Rhymes for the Times
The sight of a limerick here
Will alert you that Nicholson's near:
Late Antiquity's Ages
Latin literature's pages
He distils into dactyls bright, clear.
- Oliver Nicholson
Most college professors have a few specialized tricks that help their students comprehend complex ideas--grasp a language concept, say, or memorize foundational facts of history. Professor Oliver Nicholson has a veritable goldmine of these mnemonics, the most notable being his limericks. His enthusiasm for his subjects and ability to make Latin and Late Antiquity come to life has made him one of the most popular professors in the College of Liberal Arts. As a result, his students and colleagues joined together to nominate him for an Arthur "Red" Motley Exemplary Teaching Award in 2009.
A professor of classical and Near Eastern studies, Nicholson specializes in the late antique Mediterranean world, roughly 250 - 700 C.E. Late Antiquity was a period of rapid change that shaped many of the cultural and political realities we experience today. Learning about the Persian empire in that era, for example, leads to deeper understanding of today's political landscape in that region. Late Antiquity saw the birth of Islam, the twilight of the Roman Empire, and the writings of Augustine. It was an era of profound change and unprecedented realignments in what millions of people felt was the meaning of life itself.

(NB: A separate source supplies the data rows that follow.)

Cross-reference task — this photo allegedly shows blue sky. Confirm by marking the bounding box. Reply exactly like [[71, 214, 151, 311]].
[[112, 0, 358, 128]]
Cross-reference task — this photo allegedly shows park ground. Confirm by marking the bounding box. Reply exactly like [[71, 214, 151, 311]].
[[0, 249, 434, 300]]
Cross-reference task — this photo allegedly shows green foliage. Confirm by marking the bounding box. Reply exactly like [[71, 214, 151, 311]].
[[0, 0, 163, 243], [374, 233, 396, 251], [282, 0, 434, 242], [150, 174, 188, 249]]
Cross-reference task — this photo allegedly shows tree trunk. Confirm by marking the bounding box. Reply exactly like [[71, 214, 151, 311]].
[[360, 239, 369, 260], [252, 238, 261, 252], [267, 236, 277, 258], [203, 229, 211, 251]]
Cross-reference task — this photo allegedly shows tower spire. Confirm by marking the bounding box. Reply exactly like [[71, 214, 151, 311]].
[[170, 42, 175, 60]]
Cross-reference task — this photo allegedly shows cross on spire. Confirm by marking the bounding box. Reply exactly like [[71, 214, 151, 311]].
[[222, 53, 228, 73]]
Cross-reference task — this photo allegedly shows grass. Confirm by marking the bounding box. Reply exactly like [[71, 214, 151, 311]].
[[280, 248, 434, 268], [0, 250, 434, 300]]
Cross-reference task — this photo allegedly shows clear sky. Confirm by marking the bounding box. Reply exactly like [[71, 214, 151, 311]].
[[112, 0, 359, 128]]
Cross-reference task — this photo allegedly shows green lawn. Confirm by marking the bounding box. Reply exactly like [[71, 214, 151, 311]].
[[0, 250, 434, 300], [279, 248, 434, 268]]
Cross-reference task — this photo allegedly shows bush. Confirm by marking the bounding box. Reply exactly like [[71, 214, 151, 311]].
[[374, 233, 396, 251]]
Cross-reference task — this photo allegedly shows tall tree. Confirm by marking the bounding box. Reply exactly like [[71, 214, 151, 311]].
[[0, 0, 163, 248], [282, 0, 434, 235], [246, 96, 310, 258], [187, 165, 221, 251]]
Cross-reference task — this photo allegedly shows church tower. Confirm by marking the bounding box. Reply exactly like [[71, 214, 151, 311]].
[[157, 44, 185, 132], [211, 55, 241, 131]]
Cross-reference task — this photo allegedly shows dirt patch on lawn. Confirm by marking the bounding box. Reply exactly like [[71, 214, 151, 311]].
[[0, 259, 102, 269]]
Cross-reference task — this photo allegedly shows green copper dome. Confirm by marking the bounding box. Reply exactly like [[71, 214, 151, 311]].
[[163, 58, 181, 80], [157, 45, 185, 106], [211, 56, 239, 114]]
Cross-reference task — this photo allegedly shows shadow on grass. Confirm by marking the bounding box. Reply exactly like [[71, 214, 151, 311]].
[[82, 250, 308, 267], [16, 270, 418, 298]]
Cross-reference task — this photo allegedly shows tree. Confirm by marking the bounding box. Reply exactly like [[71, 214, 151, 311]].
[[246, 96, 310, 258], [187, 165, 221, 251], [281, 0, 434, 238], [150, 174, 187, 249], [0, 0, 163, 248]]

Nicholson's expertise in Late Antiquity is so highly regarded that he recently signed on as general editor of the forthcoming Oxford Dictionary of Late Antiquity, the first-ever encyclopedic dictionary of this era of European history. Only a handful of scholars have the expertise that spans so broad a culture and chronological landscape; Minnesota's students are especially fortunate to have such an authority introduce them to this period.
He does not simply relate information; he tells stories and "...the material takes on a sort of life and relevance that captivates the imagination of the listeners."
- former student
His students uniformly rave about Nicholson's humor and generosity. He's a natural teacher and storyteller whose jingles and puns, parables and limericks ("There was an old man called Plotinus, Who labored in vain to refine us...") help his students memorize items ranging from the genders of Latin nouns to historical facts about Roman emperors. And Nicholson's teaching has created its own legacy; as one former student says, "I continue to use many of these [mnemonics], much to the delight of my own Latin students. They are quite handy."
"He really is unstinting in his intellectual outpouring; he never censors the sophistication of his speech, but trusts the intelligence of the students and their desire for learning."
- former student
Nicholson's esteem for his students is clearly as high as theirs is for him. "I never forget that I am talking to a collection of individuals," Nicholson says. "It is a privilege to be allowed to affect, one hopes for good, so many lives."